Protein–protein docking algorithms could be roughly classified into two categories: template-based modeling and template-free docking (3). Template-based modeling is based on the observation that protein–protein complexes usually interact in the same way if their interacting pairs share >30% sequence identity (4). Hence, the near-native structure of a protein–protein complex can be predicted by this method if an appropriate template is available. However, the number of the available templates is still very limited at present, and thus the template-free docking is generally more popular. Most template-free docking algorithms consist of two stages: sampling stage and scoring stage. In the sampling stage, a large number of decoys are generated, and the decoys sampled from this stage are re-scored and ranked by various scoring functions in the subsequent scoring stage.

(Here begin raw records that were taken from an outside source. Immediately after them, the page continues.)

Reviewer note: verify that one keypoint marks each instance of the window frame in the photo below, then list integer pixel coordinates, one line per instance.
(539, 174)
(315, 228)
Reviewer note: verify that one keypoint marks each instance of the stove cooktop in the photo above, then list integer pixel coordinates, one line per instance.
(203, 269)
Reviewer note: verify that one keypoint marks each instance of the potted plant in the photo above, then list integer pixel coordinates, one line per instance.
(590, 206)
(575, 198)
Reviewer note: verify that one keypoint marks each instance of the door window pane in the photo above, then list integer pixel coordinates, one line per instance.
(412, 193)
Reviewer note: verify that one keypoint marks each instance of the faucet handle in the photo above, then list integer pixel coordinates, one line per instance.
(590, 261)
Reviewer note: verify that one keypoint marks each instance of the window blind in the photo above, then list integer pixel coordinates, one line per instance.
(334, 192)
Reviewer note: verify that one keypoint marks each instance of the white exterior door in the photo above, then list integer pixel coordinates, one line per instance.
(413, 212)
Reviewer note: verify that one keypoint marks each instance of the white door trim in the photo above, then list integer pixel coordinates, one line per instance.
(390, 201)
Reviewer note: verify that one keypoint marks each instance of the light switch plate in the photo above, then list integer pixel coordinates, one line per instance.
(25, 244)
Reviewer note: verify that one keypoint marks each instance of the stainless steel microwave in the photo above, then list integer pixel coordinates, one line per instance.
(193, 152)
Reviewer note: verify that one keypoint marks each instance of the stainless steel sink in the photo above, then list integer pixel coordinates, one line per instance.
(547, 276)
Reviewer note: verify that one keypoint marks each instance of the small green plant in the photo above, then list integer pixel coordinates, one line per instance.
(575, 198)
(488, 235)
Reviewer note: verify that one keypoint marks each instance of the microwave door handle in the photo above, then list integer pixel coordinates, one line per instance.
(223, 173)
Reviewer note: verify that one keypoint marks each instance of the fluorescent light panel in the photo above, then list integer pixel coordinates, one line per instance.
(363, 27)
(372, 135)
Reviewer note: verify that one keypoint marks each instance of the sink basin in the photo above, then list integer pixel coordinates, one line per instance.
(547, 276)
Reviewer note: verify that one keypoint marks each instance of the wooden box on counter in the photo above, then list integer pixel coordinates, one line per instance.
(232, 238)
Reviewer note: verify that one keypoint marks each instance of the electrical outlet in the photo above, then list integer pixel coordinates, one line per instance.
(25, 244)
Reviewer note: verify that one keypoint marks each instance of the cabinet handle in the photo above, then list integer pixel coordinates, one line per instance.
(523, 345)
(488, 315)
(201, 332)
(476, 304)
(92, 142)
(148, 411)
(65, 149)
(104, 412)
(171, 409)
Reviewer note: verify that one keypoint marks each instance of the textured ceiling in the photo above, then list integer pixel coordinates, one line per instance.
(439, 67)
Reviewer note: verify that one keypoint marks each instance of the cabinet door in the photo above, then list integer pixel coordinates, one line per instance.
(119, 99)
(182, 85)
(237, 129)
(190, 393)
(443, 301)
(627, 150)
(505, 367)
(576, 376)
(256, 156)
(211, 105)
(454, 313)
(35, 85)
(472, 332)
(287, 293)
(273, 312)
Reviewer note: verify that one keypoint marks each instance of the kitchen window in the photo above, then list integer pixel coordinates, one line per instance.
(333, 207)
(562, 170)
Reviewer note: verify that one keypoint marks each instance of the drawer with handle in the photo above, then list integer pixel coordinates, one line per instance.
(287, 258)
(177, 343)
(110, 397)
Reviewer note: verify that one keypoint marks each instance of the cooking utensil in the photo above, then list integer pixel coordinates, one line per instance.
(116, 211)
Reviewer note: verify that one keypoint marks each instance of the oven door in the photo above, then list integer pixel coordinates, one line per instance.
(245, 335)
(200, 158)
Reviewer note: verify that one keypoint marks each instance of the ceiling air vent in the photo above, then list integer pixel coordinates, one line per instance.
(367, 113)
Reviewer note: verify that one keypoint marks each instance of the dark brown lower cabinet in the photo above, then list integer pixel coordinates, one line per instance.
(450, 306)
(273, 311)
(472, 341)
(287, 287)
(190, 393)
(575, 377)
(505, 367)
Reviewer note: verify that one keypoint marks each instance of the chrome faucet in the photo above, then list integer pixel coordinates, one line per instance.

A number of template-free docking servers have been developed and released to the public, such as ATTRACT (5), ClusPro (6), HADDOCK (7), ZDOCK server (8), SwarmDock (9), pyDockSAXS (10), pyDockWeb (11), InterEvDock2 (12), GRAMM-X (13), RosettaDock server (14), PatchDock (15), Hex server (16), 3D-Garden (17), FRODOCK 2.0 (18), etc. Moreover, a hybrid strategy by combining template-based modeling and template-free docking was proposed in HDOCK (19). The scoring strategies used in most servers rely on the scoring functions with a few energy terms, such as van der Waals potential, electrostatic potential, hydrogen-binding potential, desolvation, etc. However, the desolvation energy, which plays a leading role in identifying correct binding poses, cannot be calculated accurately till now. In addition, most docking servers do not provide functions to identify and visualize the key residues for PPIs. It is quite challenging for non-expert users to identify the key residues in a protein–protein binding interface directly using some molecular visualization programs, as the binding interface usually involves a large number of residues (20).
In the past decade, two end-point free energy calculation methodologies, Molecular Mechanics/Poisson Boltzmann Surface Area (MM/PBSA) and Molecular Mechanics/Generalized Born Surface Area (MM/GBSA) (21), which are more theoretically rigorous than scoring functions, have been widely used to predict binding free energies and identify correct binding conformations for protein–protein systems (22–30). Furthermore, MM/PBSA and MM/GBSA with per-residue energy decomposition of the binding free energy of a protein–protein complex have been successfully employed to highlight the key residues in the binding interface (31–33). According to the assessment results reported by our previous study (25), MM/GBSA achieved better results not only in predicting the binding affinities but also in recognizing the near-native binding modes for PPIs than the tested scoring functions. However, MM/GBSA is much more computationally expensive than those commonly applied scoring functions due to the high computational cost of the polar desolvation term based on a Generalized Born (GB) model. In order to achieve a balance between computational efficiency and accuracy, we developed HawkRank, a physical scoring function with similar energy terms in MM/GBSA (34) by introducing a fast and effective method to calculate the desolvation potentials based on solvent accessible surface areas (35).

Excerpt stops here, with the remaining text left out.